Can President-elect Obama's Senate background grease the wheels of the confirmation process?
The selection and confirmation of political appointees is one of the first, and arguably one of the most daunting, tasks that a president must face. The process involves filling about 4,000 political slots, including more than 1,000 that the Senate must confirm. As a sitting senator turned president-elect, the first since John F. Kennedy, Barack Obama could ease the process for his appointees with his legislative credentials.
The Senate vets presidential appointments to high-level positions in the Cabinet departments, independent agencies and regulatory commissions, as well ambassadors, federal judges, U.S. attorneys and marshals, and Supreme Court justices. Ninety-nine percent of presidential appointments are approved, according to the Senate's online overview of the process. The chamber rejected proposed Cabinet officials only three times in the 20th century. Fewer than 30 other major nominees were rejected.
Nonetheless, the extensive process of selecting and confirming nominees often is cited as the biggest impediment to getting a full federal force in place quickly after Inauguration Day. Nominations are referred to the committee with jurisdiction over the position or its agency.
Sometimes multiple committees will examine a nomination, one after the other. Confirmation hearings are held for the most senior and most controversial nominees, giving senators a chance to question candidates. They also offer a forum for political posturing, which can lengthen an already tedious process.
Filling political government positions quickly reduces security vulnerabilities during a transition and allows the new president to move ahead on pressing problems and his mandates. "There is a whole bunch of discussion about the honeymoon and the hundred days after inauguration, but the reality is that [President-elect Obama] is going to be hamstrung in his ability to take advantage of that honeymoon and that hundred-day period without having a substantially accelerated process that has never been seen before," says Max Stier, president and chief executive officer of the Partnership for Public Service.
Early and unprecedented efforts by the Bush administration and Obama's pre-election transition work have made government observers optimistic about the possibility of a smooth baton pass. The president-elect's Senate background also could speed the process. Familiarity with the rules and mores of the chamber could give Obama an edge, Stier says, as well as his tenure as a colleague in a tight-knit institution.
"The Senate operates a lot on the basis of personal relationships. It's a small enough body that they know each other, that they trust each other and they have the capacity of making things easier or harder depending on the level of trust that they have," he says. "The fact that Sen. Obama . . . knows the institution, [is] cognizant of its rules and of the prerogatives of the individual members, is something that will matter."

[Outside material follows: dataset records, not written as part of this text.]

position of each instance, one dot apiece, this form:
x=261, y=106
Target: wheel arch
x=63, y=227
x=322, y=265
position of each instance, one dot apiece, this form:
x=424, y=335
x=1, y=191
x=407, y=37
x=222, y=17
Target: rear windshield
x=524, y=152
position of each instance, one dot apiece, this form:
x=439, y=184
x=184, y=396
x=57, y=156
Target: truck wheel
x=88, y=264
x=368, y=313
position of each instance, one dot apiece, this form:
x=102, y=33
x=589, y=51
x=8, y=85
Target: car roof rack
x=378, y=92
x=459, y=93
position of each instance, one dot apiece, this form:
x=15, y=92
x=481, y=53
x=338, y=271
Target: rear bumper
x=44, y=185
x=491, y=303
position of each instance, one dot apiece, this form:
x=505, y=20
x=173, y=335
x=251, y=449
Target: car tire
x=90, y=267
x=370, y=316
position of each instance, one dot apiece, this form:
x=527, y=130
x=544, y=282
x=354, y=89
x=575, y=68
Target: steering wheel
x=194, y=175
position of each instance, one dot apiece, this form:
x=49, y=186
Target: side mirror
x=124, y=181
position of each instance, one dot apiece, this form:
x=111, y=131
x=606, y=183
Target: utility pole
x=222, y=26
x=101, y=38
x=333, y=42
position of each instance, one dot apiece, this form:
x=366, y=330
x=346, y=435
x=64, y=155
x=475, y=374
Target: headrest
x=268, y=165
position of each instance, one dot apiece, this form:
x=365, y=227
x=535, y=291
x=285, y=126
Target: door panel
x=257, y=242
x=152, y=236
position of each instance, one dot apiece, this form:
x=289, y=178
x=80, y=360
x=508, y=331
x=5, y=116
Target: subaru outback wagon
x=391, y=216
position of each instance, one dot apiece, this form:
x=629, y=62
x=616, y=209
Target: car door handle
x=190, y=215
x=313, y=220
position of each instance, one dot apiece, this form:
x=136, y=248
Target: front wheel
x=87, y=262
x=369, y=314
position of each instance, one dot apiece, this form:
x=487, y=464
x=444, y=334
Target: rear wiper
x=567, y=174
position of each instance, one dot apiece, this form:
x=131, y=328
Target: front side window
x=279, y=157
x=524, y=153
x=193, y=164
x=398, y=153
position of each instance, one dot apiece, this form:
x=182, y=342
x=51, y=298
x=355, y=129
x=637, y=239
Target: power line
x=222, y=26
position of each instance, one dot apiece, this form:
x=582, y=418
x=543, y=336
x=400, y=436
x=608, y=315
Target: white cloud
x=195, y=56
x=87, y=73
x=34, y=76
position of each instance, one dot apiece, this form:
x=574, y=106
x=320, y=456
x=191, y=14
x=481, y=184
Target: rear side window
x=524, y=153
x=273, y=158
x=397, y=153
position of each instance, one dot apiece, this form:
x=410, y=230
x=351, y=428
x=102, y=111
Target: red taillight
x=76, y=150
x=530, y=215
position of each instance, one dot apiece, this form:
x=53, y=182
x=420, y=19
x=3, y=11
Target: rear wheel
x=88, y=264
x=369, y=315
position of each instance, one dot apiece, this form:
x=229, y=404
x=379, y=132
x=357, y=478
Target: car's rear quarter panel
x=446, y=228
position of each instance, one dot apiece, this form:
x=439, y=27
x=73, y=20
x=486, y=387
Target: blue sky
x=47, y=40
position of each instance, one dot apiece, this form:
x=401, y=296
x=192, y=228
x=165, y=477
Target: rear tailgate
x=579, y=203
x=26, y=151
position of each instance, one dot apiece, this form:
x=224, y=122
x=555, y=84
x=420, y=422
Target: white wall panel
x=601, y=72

Obama knows who is important during the confirmation process, Stier says, and as a result, will spend less time courting party leaders like Sens. Harry Reid, D-Nev., and Mitch McConnell, R-Ky., and more time with committee chairs and senior members such as Carl Levin, D-Mich., chairman of the Armed Services Committee, and Chuck Grassley, R-Iowa, ranking member of the Finance Committee. "They're the folks who ultimately own the process that's necessary to go through for confirmation, more than the majority and minority leaders," he says.
Michael A. Kirby, former deputy undersecretary of the Army and senior business adviser for BearingPoint's Public Services practice, is skeptical that Obama's senator status will have a big effect on the confirmation process. "Generally, the people teed up to be confirmed are some known commodity to someone on the legislative side, so it really is a matter of character and experience and agenda that will be the determining things," he says. "I don't think there is any free ride in it."
Much of the onus falls on Obama to fill crucial positions, but credit-or blame-also will rest with the Senate. In previous transitions Cabinet appointments were a priority, but Stier says there are numerous slots further down the bureaucratic food chain that must be filled urgently, to deal with the economic bailout, in particular. After the Treasury secretary was confirmed in January 2001, it took until August to fill the deputy secretary position.
"We can't wait for that right now," he says. "At Treasury we don't just need a secretary and a deputy secretary, you also need the undersecretary for domestic finance, you need the general counsel, probably need your assistant secretary for congressional affairs. So there are both managerial and professional positions like the general counsel as well as subject matter experts-policy people-that you need. So you quickly see that to do this right you need to get people in these key agencies."